“Tell me a story from when you were a kid?!” my sons like to ask. I don’t have as many high school shenanigans to re-play as my husband does, so I often punt to him. He’ll tell them about the time his buddy threw a whole pizza out the sunroof and it landed right back in the driver’s seat … or the time he and his friend took Josh’s grandma’s convertible through a car wash … or the time …
Our kids clamor for stories. On the surface, it’s just for giggles. But under all the fun they show their longing for belonging. Your stories become their stories. This is the principle at work in Deuteronomy when Moses commands the Israelites to “Remember the Lord your God who brought you out of Egypt.”
This ancient story of deliverance was the Israelites’ story. In Christ, it is our story too. Advent – the four weeks leading up to Christmas – is a precious opportunity to tell The Story to our sons and daughters. As Pam Rhode reminds us, our Christmas preparations involve a posture of watching and waiting for the Hope of the Ages. Last year our family assembled a Jesse Tree to trace The Story through the Old and New Testaments. It consisted of paper ornaments hung on a vertical strip of garland. It was not very complicated, and the kit included Scripture readings for each day of Advent. This gave us the opportunity to explore different books of the Bible together.
Through this daily rhythm, I realized that while training our sons to “think” about what God has done in Christ is central, there are truths they will “catch” just by the very act of gathering after supper and pinning up scraps of paper. (James K.A. Smith explores this power of habit in You Are What You Love, which Morning Star faculty read together in 2016.)We could call it habit, rhythm, or liturgy. A life of devotion means routinely giving praise to God. We bring a sacrifice of praise not once, but evening by evening.
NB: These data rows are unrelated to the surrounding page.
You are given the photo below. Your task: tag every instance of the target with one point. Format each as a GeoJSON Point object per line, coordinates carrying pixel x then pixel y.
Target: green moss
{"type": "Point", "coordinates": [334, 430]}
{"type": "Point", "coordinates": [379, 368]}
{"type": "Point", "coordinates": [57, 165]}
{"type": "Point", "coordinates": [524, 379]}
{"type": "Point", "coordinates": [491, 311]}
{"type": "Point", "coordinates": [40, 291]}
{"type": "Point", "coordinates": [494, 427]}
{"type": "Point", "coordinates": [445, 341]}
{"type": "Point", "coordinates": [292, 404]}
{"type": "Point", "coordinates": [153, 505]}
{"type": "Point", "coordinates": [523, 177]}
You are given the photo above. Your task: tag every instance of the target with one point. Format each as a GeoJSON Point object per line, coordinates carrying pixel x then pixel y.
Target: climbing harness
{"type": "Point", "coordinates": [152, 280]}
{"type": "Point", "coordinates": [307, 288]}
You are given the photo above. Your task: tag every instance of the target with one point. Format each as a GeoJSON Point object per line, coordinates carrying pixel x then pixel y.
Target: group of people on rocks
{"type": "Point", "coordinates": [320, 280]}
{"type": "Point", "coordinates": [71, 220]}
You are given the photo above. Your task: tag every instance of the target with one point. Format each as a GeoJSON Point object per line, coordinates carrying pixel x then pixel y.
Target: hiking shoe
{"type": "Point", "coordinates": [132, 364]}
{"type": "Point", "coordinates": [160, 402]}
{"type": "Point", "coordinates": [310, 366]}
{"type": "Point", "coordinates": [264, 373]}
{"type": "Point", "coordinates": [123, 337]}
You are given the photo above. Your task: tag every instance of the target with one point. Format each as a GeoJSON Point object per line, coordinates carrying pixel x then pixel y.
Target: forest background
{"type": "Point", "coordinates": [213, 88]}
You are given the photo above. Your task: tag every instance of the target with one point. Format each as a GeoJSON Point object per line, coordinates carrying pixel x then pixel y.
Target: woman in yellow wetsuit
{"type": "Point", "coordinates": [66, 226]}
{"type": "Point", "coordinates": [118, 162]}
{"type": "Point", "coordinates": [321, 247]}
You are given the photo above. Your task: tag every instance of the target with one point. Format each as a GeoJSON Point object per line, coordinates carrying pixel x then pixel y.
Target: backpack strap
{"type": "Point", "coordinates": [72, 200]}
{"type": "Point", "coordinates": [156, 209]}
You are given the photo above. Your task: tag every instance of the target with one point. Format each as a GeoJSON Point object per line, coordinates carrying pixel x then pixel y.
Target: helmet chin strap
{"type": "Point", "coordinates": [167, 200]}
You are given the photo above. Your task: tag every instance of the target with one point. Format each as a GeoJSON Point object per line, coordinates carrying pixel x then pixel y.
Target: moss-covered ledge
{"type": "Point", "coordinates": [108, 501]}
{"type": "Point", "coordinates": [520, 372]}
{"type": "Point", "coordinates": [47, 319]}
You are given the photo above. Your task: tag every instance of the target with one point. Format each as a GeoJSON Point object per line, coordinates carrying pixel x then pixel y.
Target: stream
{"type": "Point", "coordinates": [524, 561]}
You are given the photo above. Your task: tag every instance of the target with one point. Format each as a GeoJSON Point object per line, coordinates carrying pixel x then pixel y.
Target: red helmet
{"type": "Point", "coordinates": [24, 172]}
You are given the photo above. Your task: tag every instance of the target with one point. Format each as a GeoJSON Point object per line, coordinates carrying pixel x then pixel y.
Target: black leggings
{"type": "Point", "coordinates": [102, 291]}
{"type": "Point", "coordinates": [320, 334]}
Because Jesus is Emmanuel, “God with us,” a regular family devotional life together will reflect that reality as we gather in person. We might read a Psalm of praise, take turns offering prayers of thanksgiving and petition, or read aloud from a devotional book … yet all of these things do more than impart knowledge. Moms and Dads: Remember that our preparation and patience are critical elements of being present with our kids in this rhythm. We model life in Christ’s kingdom by what we do, not just by what we say.
So let your family’s Advent tradition of paper doors or ornaments or countdowns be a springboard into a new year of daily gatherings. The ordinary habits of your family life will form your child’s heart and remind them that The Story is not only true, it is beautiful. And it is daily bread.